The songs shift from plaintive and pleading to bouncing, playful and uplifting, peeling away the layers of Zachary's influences and reconstituting them into something familiar yet new. The musicianship on the record is top-notch and understated, performed by players whose confidence trumps showmanship.

That he plays with some of the finest musicians in the world isn't lost on the songwriter either. "Getting two or three or four - in this case it was four musicians - even though they're some of the most talented and proficient players on the planet, getting that to gel is hard; you don't just turn it on. You have to wait," he says of the recording process. "There's still this element of mystery and magic that is so cool."

And the record is full of sonic surprises in which Zachary's sense of orchestration and ornamentation - Sonny playing a resonator guitar on the so-fine "Clif's Zydeco" - lights up and sparkles like the cigarette machine at Fred's Lounge.
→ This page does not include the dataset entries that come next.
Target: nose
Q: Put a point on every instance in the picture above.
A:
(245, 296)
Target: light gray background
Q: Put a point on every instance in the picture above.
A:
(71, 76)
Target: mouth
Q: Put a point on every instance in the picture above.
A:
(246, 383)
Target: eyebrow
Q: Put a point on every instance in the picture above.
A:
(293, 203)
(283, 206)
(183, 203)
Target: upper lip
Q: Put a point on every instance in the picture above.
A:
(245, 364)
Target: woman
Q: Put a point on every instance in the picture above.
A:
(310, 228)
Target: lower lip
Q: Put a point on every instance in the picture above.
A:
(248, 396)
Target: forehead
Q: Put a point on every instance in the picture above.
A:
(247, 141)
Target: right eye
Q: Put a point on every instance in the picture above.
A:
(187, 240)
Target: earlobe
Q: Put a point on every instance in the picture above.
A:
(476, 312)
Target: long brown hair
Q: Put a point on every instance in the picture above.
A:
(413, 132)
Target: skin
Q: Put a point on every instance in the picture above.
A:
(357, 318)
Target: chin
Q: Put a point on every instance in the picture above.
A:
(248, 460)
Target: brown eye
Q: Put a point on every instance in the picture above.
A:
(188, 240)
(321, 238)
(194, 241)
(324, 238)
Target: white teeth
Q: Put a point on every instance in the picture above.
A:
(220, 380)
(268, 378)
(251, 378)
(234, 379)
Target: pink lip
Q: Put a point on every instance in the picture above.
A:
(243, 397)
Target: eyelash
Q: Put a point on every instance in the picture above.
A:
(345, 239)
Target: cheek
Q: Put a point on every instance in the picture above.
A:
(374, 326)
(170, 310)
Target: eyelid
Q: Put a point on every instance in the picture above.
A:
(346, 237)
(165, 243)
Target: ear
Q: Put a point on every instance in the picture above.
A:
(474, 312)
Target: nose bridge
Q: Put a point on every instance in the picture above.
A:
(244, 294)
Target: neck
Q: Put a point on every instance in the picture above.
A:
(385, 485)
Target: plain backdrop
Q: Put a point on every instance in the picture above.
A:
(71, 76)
Le Fou is referential and reverential but never self-conscious. But many of these songs are exquisitely self-aware, written by a man who is acutely conscious of straddling multiple dimensions. "The [song] that is the most significant is the one that's called Orignal ou Caribou,' which in English is Moose or Caribou,'" Zachary explains. "And there's this lovely line, I don't know if I'm from the north or the south or from the evening or the morning.' That is a real symbol for me - not knowing whether I'm from Quebec or South Louisiana, whether I speak English or French."

But he also rues the French language's ever-tenuous toehold in his native South Louisiana: "I tell myself, the richness of my life is being able to do everything at once, but sometimes it's maybe frustrating not to be understood in my own neighborhood, in the language which I consider to be the maternal language of the neighborhood. But I don't hold that against anybody."